Overview: While the stock market experienced little change over the past week, mortgage rates continued to increase, reaching the highest levels in years. The main influence was a comment from a central bank official in Europe. The U.S. economic data and the Federal Reserve meeting caused little reaction.
At its meeting late last week, the European Central Bank (ECB) made no policy changes, as expected. The ECB also provided very little new information in terms of guidance about future policy, and the impact on U.S. mortgage rates was minor. On Monday, however, an ECB official said that the ECB should end its bond purchases as soon as possible after the current program ends in September.

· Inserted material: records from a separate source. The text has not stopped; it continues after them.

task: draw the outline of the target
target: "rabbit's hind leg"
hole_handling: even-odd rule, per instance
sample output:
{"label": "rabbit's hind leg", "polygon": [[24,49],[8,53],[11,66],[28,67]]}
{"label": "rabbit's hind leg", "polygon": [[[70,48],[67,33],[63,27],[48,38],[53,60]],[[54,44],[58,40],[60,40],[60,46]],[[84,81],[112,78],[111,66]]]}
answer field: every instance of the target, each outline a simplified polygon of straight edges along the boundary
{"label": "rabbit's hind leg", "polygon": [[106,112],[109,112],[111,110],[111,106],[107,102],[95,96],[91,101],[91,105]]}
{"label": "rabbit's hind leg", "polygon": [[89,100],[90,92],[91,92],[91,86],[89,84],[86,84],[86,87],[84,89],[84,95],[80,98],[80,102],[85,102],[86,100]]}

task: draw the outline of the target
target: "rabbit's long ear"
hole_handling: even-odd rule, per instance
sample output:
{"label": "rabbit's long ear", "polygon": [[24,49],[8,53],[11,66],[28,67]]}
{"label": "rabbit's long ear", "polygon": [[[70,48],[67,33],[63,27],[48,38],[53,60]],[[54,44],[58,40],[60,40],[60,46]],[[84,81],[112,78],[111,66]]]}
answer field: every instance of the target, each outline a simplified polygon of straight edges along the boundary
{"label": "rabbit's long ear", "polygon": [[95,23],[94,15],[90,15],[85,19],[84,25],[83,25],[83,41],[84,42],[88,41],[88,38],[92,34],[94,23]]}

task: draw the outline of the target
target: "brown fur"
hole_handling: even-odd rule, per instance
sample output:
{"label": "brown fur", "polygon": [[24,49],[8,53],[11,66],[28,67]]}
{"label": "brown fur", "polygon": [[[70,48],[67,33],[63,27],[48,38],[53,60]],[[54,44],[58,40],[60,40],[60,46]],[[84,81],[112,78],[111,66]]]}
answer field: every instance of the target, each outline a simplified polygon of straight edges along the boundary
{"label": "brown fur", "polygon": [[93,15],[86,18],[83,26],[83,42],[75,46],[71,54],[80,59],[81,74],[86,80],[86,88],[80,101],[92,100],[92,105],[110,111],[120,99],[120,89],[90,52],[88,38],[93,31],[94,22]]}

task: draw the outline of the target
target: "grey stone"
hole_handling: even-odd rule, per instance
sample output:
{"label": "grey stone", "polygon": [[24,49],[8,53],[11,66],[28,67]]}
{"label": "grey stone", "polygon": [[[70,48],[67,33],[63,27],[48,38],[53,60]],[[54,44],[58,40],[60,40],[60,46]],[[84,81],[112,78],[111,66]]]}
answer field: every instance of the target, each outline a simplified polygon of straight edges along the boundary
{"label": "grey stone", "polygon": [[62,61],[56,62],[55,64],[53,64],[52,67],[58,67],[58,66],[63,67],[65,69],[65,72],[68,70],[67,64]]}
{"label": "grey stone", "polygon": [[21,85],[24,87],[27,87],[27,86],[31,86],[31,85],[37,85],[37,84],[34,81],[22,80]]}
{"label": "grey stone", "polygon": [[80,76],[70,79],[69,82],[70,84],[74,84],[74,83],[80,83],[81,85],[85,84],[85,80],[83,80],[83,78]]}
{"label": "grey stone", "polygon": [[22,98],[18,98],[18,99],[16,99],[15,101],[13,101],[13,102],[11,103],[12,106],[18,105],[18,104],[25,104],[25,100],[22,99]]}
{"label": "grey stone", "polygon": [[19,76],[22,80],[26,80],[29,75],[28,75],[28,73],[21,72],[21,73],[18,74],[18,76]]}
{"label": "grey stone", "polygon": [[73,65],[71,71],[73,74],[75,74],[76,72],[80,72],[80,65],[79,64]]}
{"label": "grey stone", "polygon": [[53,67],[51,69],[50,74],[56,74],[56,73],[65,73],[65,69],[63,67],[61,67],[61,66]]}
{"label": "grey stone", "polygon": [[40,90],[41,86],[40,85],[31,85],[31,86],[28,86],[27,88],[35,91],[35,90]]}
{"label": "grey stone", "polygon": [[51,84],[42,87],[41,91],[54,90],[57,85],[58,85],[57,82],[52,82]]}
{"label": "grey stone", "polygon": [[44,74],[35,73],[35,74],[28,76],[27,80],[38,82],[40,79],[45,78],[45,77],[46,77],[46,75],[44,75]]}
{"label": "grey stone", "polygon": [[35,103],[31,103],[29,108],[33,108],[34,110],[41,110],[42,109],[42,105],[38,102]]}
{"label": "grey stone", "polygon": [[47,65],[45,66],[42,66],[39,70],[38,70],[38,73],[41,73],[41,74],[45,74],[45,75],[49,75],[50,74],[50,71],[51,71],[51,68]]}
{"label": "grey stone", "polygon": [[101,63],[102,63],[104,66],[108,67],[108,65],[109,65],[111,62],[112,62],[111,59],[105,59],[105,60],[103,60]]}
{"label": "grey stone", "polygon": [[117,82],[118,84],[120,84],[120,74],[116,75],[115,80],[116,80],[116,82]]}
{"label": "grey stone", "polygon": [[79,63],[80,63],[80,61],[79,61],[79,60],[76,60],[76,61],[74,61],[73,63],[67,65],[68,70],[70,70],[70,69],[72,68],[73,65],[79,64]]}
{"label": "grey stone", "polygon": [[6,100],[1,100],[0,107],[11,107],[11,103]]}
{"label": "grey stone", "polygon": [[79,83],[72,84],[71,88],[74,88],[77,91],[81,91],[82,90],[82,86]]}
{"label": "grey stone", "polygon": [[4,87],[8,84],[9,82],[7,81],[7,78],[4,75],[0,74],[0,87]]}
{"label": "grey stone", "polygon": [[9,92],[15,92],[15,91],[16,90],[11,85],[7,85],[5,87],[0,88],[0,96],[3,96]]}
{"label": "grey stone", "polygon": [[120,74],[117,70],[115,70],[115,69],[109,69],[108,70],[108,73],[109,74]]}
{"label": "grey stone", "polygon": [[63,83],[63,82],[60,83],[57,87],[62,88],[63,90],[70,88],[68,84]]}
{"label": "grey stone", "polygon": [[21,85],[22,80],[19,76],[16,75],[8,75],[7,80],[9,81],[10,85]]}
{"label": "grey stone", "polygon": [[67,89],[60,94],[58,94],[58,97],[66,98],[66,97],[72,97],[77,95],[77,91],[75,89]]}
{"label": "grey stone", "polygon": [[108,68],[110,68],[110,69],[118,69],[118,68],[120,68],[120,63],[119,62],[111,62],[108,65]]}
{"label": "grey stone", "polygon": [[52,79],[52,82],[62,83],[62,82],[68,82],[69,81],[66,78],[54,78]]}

The possibility of reduced demand for bonds caused global yields to rise, including U.S. mortgage rates.
Like the ECB meeting, no surprises emerged from Wednesday’s U.S. Fed meeting. Expectations for the pace of future federal funds rate hikes remained nearly the same following the meeting. Jerome Powell will officially take over as Fed Chair during the first week of February.
The major economic data released over the past week was roughly neutral for mortgage rates and had little impact. The core Personal Consumption Expenditures (PCE) Price Index, the inflation indicator favored by the Fed, remained at an annual rate of increase of just 1.5%. This is well below the Fed’s target level of 2.0%.
Gross domestic product (GDP), the broadest measure of economic growth, increased 2.6% during the fourth quarter of 2017. This was less than expected, but the shortfall was completely due to a decline in inventories. Investors generally view changes in inventory levels simply as a transfer of growth between quarters rather than as an indicator of the strength of the economy. They focused much more on the strong consumer and business spending during the fourth quarter.
Looking ahead, the Institute for Supply Management (ISM) Manufacturing Index will come out on Thursday. The key monthly Employment Report will be released on Friday. As usual, this data on the number of jobs, the unemployment rate, and wage inflation will be the most highly anticipated economic data of the month. The ISM Services Index will come out on February 5. The efforts to reach an agreement to fund the government after February 8 also could influence mortgage rates.